産科医自殺 労災と認定*東京の総合病院*残業月200時間超
2017.08.10 北海道新聞 


 東京都内の総合病院に勤めていた30代半ばだった産婦人科医の男性が自殺したのは、長時間労働で精神疾患を発症したのが原因として、品川労働基準監督署(東京)が労災認定していたことが9日、分かった。遺族代理人の川人博弁護士が記者会見して明らかにした。時間外労働は最長で月約208時間に上っていた。認定は7月31日付。

 川人弁護士によると、男性は2010年に医師免許を取得。13年4月から総合病院で研修医として勤務し、15年7月12日に都内で自殺した。

 遺族側が、総合病院の電子カルテへのアクセス記録などを基に勤務実態を調べたところ、自殺する前の半年間の時間外労働は月143~208時間で、直前1カ月は約173時間だった。

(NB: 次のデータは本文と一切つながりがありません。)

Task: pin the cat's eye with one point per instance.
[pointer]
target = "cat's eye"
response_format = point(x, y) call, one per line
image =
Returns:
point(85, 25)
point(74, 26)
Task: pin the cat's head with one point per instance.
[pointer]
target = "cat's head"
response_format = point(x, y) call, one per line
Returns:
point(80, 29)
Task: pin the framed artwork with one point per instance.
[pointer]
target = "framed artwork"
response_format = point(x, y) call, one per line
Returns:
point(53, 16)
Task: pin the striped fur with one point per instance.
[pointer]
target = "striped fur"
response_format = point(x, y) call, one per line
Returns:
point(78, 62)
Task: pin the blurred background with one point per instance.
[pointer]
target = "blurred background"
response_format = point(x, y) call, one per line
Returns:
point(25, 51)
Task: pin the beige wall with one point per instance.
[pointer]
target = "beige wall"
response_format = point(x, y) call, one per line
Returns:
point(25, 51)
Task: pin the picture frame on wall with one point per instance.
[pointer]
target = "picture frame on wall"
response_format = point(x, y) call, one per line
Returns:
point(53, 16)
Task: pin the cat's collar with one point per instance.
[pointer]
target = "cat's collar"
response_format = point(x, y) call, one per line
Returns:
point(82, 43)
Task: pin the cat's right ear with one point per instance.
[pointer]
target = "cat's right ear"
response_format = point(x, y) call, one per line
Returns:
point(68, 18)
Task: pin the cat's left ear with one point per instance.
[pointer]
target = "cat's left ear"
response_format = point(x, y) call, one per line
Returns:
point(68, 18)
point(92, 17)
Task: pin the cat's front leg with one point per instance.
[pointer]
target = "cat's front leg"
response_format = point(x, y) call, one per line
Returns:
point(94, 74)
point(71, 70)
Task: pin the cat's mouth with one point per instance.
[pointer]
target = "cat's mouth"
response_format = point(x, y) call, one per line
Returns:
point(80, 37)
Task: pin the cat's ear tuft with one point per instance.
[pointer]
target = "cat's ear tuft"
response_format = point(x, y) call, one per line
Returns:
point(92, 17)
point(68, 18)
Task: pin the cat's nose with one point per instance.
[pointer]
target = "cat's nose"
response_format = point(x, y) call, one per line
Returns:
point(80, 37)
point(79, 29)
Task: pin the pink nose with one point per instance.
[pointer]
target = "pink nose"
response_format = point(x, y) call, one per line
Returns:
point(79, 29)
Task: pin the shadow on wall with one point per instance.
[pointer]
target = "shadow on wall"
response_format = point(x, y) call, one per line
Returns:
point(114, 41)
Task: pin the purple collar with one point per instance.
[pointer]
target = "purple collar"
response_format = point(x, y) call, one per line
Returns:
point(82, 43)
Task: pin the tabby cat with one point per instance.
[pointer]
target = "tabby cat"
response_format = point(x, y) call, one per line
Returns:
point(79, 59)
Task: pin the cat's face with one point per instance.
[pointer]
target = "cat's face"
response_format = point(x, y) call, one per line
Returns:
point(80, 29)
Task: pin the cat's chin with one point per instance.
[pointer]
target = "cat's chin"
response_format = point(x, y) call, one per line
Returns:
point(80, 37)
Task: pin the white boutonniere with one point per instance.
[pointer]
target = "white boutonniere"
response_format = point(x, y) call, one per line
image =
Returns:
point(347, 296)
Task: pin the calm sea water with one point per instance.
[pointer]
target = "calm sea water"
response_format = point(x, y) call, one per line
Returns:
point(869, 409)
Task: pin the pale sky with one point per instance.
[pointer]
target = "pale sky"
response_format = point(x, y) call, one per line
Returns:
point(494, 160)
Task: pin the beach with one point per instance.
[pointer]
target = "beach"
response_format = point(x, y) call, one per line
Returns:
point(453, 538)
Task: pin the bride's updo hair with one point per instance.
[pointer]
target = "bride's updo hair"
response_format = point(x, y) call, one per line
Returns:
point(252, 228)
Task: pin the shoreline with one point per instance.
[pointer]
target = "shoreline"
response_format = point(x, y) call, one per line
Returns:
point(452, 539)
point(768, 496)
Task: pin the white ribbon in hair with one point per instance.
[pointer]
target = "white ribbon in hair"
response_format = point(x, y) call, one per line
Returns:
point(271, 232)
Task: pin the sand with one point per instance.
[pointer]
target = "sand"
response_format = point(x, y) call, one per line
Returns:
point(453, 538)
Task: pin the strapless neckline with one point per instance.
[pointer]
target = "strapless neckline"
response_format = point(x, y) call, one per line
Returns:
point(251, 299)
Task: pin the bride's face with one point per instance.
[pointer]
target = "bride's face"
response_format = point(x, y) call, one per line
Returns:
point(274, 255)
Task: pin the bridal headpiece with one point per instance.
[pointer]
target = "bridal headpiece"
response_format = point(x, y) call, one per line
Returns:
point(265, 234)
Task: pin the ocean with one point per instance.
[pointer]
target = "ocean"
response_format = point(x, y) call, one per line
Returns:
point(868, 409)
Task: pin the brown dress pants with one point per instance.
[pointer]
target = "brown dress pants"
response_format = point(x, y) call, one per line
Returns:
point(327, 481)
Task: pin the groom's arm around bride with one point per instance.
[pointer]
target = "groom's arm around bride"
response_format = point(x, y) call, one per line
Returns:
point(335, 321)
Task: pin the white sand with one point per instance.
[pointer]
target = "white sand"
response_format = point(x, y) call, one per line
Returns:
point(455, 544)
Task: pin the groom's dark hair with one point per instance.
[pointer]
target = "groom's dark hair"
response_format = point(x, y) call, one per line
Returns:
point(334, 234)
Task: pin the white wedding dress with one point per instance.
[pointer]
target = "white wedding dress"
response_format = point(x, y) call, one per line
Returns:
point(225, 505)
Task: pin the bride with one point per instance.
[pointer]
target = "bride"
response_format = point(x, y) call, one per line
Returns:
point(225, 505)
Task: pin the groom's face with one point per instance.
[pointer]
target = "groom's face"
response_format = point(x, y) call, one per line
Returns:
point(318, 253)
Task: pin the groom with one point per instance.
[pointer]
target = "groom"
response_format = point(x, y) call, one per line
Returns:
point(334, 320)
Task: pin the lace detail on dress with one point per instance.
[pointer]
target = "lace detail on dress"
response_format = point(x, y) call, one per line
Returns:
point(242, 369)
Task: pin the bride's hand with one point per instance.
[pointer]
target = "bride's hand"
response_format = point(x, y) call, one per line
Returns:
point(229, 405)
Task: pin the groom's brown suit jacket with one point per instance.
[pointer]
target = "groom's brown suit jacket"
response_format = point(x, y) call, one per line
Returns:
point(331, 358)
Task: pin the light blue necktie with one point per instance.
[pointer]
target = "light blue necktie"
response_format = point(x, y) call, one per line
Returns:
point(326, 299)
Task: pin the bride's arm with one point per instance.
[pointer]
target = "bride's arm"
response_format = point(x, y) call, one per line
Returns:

 残業代は一部しか支払われておらず、休日も半年間で5日間のみ。当直勤務は月に4回程度で、当直明けの日が日勤だった場合は、拘束時間が30時間を超えることもあったとしている。

 男性の両親は昨年5月に労災を申請。9日に会見した川人弁護士を通じ「息子は研修医として激務に向かい、責任を果たそうとして破綻をきたした。労働環境が整備されなければこのような不幸が繰り返される」とのコメントを出した。病院は取材に「現時点では答えられない」とした。

 医師の過労自殺を巡っては、16年1月に亡くなった新潟市民病院(新潟市)の女性研修医に対し、労基署が今年5月、長時間労働が原因として労災認定している。

*医師の働き方改革難航

 長時間労働が問題となっている医師の働き方改革を巡っては、厚生労働省が今月、医療関係者や法律の専門家らを交えた検討会を発足させ、議論を本格化させた。しかし、医師の少ない地域では診療に影響が出る恐れがあるとして、勤務制限に慎重な意見もあり、改革の道のりは遠そうだ。

 厚労省によると、1週間の労働時間が60時間を超える勤務医の割合は2012年時点で41・8%。職種別で最も高い。16年度には過労死や過労自殺(未遂含む)で4人が労災認定された。

 今回、労災認定が明らかになった男性は産婦人科の研修医。出産時の対応や当直勤務などで特に負荷が高いとされ、日本産婦人科医会の16年の調査によると、1カ月の当直回数は他の診療科より多い平均5・7回で、1カ月の病院滞在時間は推定約300時間に上った。

 日本医療労働組合連合会の担当者は「勤務が不規則な上、出産への期待から、何かあった場合には訴訟となるリスクも大きく、産婦人科医になることが敬遠される傾向にある」と指摘する。

 今月2日の検討会初会合では、病院経営者の一人が「制限されることに不満を持つ医師もいる。極端な制限は地域医療を崩壊させる」と主張し、早くも労働組合側と対立する場面があった。検討会は19年春をめどに報告をまとめる予定で、実効性のある勤務制限の在り方が示せるか問われている。